Ехать в тесном, не имеющем никаких удобств вагоне было трудно. Но вместе с нами находились многие наши старые товарищи, а среди них и Радченко. Никто не унывал. К станциям подъезжали с пением революционных песен. Нередко местная интеллигенция, студенты и рабочие, видя за вагонными решетками интеллигентные лица, догадывались, что везут политических в Сибирь, приветствовали, приносили нам сладости и папиросы.
Вот и родной Урал… Проплывали за окнами знакомые мне горные и таежные пейзажи. Глядя на эти картины, я спрашивала себя: «Как-то удастся с побегом?.. Когда я снова сумею вернуться из Сибири?..»
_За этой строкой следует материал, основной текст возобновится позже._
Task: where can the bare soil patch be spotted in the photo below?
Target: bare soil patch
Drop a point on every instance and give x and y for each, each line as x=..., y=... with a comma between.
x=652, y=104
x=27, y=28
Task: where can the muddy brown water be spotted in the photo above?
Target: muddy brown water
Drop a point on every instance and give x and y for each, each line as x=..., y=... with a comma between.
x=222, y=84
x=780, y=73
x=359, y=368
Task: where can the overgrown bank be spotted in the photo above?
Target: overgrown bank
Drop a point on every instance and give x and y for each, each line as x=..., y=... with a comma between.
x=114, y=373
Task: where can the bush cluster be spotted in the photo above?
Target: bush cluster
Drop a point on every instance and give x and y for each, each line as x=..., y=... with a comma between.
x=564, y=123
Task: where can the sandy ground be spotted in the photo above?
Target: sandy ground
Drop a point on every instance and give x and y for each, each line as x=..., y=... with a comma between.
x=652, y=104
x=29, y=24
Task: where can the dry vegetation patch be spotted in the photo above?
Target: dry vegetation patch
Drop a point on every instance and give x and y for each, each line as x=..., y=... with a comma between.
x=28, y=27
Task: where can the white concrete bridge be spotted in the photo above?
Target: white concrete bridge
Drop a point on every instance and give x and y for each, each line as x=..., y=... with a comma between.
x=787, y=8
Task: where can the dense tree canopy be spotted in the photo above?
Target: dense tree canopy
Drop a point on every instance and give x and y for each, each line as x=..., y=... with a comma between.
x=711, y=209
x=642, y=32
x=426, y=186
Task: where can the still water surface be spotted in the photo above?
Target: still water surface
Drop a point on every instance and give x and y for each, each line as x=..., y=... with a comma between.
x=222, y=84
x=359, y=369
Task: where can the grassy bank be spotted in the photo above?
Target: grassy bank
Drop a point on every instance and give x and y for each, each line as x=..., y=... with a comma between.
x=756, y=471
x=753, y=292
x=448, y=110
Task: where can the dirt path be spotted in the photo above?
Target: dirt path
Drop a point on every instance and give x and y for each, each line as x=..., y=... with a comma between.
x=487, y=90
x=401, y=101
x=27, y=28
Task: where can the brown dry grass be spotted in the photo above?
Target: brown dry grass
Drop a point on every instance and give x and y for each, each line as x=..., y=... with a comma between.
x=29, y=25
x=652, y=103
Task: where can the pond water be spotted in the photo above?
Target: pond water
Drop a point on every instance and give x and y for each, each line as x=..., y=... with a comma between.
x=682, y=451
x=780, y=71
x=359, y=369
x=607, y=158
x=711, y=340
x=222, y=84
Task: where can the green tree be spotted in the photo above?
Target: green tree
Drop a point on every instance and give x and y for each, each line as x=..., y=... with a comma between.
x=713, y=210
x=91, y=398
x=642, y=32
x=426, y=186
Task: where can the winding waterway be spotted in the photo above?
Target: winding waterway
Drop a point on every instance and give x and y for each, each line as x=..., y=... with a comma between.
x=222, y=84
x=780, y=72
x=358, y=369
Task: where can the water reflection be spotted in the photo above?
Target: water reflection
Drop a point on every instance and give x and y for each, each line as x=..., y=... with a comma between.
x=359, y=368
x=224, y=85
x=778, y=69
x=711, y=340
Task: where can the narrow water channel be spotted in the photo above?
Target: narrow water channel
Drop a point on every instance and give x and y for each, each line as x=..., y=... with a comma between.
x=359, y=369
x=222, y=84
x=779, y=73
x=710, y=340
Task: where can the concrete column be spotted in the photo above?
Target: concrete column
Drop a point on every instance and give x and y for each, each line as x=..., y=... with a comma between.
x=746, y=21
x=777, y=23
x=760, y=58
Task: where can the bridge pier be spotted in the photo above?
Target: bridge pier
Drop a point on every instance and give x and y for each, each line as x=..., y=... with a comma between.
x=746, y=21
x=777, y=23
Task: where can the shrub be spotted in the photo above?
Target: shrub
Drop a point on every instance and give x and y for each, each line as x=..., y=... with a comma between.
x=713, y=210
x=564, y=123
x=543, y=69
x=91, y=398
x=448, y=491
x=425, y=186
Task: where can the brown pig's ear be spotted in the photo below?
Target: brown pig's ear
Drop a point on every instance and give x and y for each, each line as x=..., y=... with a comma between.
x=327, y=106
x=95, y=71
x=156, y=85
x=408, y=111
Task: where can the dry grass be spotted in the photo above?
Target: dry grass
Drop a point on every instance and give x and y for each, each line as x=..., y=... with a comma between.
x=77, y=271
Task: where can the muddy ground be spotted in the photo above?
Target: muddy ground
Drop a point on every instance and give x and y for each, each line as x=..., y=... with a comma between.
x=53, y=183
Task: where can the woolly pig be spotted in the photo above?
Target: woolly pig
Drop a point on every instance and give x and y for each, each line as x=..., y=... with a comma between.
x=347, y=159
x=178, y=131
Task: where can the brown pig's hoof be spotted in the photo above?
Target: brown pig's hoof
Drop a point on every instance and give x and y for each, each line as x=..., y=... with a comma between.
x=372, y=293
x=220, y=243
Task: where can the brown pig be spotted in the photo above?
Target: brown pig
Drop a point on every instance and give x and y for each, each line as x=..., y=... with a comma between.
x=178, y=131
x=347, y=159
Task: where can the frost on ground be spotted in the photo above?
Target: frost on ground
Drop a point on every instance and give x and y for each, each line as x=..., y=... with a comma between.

В Красноярск прибыли незадолго до окончания навигации, пересели на пароход и добрались на нем в Новоселки — довольно уединенный и пустынный пункт. В Новоселках мы прожили недолго. Внимательно ознакомившись с обстановкой, я и Пантелеймон Николаевич убедились, что устроить отсюда побег будет невозможно. Тогда мы добились переезда в Минусинск.
В Минусинске мы поселились не на частной квартире, а в гостинице. Сделано это было с тем расчетом, что в гостинице, где всегда людно и смена клиентов — обычное дело, подготовиться к побегу и ускользнуть будет гораздо проще.
Началась подготовка к побегу. Для его организации я получила деньги от политического Красного Креста и от брата мужа — Николая. Чтобы приучить полицию к временному отсутствию мужа, я решила ходить в полицию за пособием лично, под тем предлогом, что Пантелеймон Николаевич болен. К нам каждый день приходил жандарм. Убедившись, что ссыльный Лепешинский на своем месте, он удалялся. Чтобы как-нибудь усыпить его бдительность, я и ему стала говорить, что муж очень болен.
Далее нужно было достать надежные документы. Удалось и это сделать. Для Лепешинского был заготовлен паспорт на имя мещанина Быкова. Чтобы придать «мещанину Быкову» достаточно внушительный и солидный вид, я купила новую шапку и каракулевый воротник и пришила его к пальто. В таком одеянии Пантелеймон Николаевич имел вид небогатого, но вполне состоятельного дельца. И, наконец, последнее — покупка лошади. Сделано было и это. Мы передали ее нашему старому (еще по первой ссылке) знакомому и приятелю крестьянину Никанору. Он же должен был сопровождать мужа до Ачинска. Дальше Лепешинский намеревался ехать поездом.
Итак, все было готово. Побег мы назначили на день получки политическими ссыльными пособия. Для полиции этот день являлся также днем проверки наличия ссыльных на месте.
По заранее разработанному плану я постаралась загримировать мужа под серьезно больного человека. По моей просьбе пособие на этот раз должен был принести надзиратель. Когда он появился, я расписалась в получении денег и — для большей убедительности — пригласила его присесть возле постели «больного», на которой, с обвязанным лицом, лежал Лепешинский. В комнате разливался резкий запах лекарств.